At a time when the economy is more dynamic than ever and labor and capital are more mobile than ever, the last thing we need to do is get government involved in this process....the US Congress can screw up just about anything.
The proposal -- backed by giant insurers Allstate Corp. and State Farm Mutual Automobile Insurance Co., as well as Florida lawmakers -- focuses on "reinsurance," the policies bought by insurers themselves to protect against catastrophic losses. The proposal envisions a taxpayer-financed reinsurance program covering all 50 states, which would essentially backstop the giant insurers in case of disaster.
The program could save homeowners roughly $500 apiece in annual premiums in Florida, according to an advocacy group backed by Allstate and State Farm, the largest writers of property insurance in the U.S.
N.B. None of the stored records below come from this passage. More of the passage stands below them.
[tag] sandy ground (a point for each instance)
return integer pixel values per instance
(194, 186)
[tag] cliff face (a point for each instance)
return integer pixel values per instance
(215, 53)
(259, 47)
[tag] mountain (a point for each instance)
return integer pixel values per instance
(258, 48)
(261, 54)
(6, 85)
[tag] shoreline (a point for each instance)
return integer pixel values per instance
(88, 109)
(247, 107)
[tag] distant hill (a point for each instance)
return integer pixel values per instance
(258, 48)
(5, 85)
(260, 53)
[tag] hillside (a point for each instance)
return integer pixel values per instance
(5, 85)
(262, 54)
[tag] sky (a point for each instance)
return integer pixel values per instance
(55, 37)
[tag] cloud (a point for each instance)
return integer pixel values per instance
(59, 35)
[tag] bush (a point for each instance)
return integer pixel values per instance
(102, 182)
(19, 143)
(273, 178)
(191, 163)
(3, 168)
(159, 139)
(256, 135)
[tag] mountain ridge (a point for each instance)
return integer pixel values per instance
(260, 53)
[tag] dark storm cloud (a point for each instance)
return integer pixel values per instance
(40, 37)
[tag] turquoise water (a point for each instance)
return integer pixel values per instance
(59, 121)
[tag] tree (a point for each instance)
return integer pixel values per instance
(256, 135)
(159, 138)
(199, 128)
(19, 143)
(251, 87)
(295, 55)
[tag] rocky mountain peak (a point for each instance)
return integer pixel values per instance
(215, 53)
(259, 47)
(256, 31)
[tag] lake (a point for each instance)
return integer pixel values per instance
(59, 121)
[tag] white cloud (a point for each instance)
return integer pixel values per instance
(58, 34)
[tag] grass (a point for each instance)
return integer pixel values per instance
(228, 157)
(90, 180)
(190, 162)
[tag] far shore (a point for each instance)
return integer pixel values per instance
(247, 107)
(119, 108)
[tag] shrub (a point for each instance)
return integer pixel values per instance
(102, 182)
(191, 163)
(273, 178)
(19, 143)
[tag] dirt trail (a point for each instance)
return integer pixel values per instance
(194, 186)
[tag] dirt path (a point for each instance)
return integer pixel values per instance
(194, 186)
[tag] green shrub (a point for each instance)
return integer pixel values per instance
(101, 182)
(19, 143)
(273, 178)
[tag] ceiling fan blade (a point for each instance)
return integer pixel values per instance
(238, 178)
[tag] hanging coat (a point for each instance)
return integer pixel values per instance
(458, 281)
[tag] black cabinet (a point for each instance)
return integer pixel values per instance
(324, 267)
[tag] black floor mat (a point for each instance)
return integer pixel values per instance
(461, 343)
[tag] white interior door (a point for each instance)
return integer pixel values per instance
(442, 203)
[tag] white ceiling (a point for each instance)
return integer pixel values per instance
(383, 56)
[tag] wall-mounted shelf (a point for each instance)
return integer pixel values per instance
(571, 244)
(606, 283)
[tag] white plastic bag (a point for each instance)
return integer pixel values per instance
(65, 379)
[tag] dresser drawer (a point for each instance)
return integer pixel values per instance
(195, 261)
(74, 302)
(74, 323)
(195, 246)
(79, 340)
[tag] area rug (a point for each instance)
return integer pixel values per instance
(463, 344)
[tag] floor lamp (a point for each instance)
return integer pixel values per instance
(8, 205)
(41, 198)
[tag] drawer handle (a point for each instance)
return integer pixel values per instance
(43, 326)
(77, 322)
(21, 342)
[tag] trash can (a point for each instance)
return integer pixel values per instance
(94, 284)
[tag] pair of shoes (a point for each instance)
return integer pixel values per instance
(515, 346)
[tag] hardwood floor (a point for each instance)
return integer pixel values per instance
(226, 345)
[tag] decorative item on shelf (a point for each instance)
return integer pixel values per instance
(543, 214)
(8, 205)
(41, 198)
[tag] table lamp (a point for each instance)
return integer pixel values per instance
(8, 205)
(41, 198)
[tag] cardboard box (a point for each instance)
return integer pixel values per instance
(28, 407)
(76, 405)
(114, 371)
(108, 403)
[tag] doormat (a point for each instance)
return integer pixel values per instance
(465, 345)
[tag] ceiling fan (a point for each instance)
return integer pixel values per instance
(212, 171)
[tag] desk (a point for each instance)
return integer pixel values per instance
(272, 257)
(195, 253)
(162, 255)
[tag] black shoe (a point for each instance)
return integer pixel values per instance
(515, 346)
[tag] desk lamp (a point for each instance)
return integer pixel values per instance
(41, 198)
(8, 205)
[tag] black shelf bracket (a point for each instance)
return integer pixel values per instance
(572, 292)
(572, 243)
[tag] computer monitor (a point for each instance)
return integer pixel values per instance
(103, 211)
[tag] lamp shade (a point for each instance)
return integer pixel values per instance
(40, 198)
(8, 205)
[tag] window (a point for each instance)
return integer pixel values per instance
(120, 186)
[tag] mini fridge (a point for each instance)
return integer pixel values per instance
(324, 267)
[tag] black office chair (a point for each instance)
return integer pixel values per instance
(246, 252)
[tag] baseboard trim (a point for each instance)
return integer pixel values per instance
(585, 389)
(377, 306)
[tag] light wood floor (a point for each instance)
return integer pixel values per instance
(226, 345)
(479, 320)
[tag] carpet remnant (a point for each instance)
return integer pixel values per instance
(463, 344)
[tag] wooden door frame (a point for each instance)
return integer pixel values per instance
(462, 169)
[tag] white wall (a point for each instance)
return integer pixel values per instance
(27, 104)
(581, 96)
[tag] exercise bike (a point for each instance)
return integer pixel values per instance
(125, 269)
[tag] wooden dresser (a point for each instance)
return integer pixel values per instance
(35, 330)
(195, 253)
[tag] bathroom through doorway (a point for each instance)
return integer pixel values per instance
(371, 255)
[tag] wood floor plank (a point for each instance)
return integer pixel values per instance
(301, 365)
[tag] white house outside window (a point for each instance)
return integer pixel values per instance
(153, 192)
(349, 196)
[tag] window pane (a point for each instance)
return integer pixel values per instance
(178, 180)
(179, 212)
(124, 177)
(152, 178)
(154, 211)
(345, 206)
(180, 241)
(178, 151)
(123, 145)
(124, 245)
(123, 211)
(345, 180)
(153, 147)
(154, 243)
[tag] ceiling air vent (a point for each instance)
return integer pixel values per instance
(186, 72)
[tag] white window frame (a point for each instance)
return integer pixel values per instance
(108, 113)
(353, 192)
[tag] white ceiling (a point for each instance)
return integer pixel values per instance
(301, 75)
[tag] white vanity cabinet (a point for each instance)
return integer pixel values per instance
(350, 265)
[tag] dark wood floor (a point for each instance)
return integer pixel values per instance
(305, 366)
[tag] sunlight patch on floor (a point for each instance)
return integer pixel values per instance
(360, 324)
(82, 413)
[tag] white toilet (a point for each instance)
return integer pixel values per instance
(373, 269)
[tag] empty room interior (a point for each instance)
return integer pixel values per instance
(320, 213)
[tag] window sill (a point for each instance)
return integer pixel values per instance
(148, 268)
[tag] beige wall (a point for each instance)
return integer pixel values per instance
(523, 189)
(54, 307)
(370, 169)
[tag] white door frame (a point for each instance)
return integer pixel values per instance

But environmentalists and other critics -- including the American Insurance Association, a major trade group -- say lower premiums would more likely spur irresponsible coastal development, already a big factor in insurance costs. The program could also shift costs to taxpayers in states with fewer natural-disaster risks.
It gets better:
Critics cite that debt forgiveness as an example of how states with little or no hurricane risk can end up footing the bill for damage in flood-prone areas. "For years, federal flood-insurance backers told us the program was financially sound, but the storms of 2005 left it $17 billion in the hole," said Steve Ellis of nonpartisan budget watchdog Taxpayers for Common Sense.
Even some analysts hired by lobbyists for the federal program acknowledge it has its risks. "If you charge something less than the private-market cost for homeowners' insurance, that creates a potential incentive to increase exposure on the coast" -- in other words, to build in risky or flood-prone areas -- said David Chernick of Milliman Inc., an actuarial firm hired by ProtectingAmerica.